Research Description

In China, a distinctive commercial trend has emerged in which young male celebrities and influencers are increasingly used to promote cosmetics, skincare, and even lingerie to female consumers. This growing reliance on male beauty influencers—often styled with soft, romanticised masculinity—has given rise to a new form of consumer engagement shaped by what is commonly referred to as the “female gaze.” In contrast to traditional marketing practices that objectify female bodies, this phenomenon reflects a shift in visual and affective attention toward the male body in commercial culture. The rise of male-led beauty livestreaming in China signals a significant transformation in how female desire and consumer participation are represented and enacted within digital marketplaces. Despite this shift, limited research has explored how the female gaze functions in non-Western digital contexts, particularly within the rapidly evolving ecosystem of Chinese livestreaming e-commerce. This research addresses this gap by examining how the female gaze is constructed, performed, and monetised in livestreaming environments.
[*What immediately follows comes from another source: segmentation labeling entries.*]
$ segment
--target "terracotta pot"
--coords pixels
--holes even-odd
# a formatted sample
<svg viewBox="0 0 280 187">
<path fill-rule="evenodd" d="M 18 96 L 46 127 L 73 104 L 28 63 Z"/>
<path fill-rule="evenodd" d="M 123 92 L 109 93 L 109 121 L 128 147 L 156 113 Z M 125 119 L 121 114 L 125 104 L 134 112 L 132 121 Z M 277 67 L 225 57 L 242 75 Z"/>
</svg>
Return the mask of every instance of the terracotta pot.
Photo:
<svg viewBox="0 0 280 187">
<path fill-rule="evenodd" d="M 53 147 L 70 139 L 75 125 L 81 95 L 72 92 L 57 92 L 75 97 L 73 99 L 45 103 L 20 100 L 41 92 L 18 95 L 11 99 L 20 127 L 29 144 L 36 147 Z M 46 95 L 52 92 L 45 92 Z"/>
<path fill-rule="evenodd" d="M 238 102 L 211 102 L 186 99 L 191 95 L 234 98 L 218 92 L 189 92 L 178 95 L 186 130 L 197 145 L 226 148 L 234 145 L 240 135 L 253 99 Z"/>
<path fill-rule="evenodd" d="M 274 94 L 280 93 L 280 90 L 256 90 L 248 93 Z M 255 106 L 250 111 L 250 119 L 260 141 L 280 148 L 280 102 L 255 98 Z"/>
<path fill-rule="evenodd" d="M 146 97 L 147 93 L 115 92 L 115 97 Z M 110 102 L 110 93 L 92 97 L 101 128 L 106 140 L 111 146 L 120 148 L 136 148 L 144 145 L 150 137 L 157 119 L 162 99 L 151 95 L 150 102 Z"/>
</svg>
It draws on digital ethnographic methods—including walkthrough observations, screencast videography, social media analysis, and semi-structured interviews—and is structured around three peer-reviewed academic articles.

The first paper theorises the female gaze as an emerging commercial logic that reconfigures gender representation through soft masculinity and the Nan Se (男色) economy. The second paper investigates the backstage dynamics of livestreaming, focusing on female assistants who support male influencers. It conceptualises these relations among women as gendered human infrastructure whose contributions remain under-recognised, challenging simplified narratives of female empowerment. The third paper examines how female consumers engage with and co-create value in livestreaming communities, highlighting how status, loyalty, and emotional labour shape their participation. Together, these studies provide a nuanced account of how commercial gender performances are negotiated and consumed by women in digital China, offering new insights into evolving gender dynamics in global consumer culture.

Key words: The female gaze, gendered power dynamics, influencer culture, collaborative live-streaming e-commerce, non-Western consumer culture.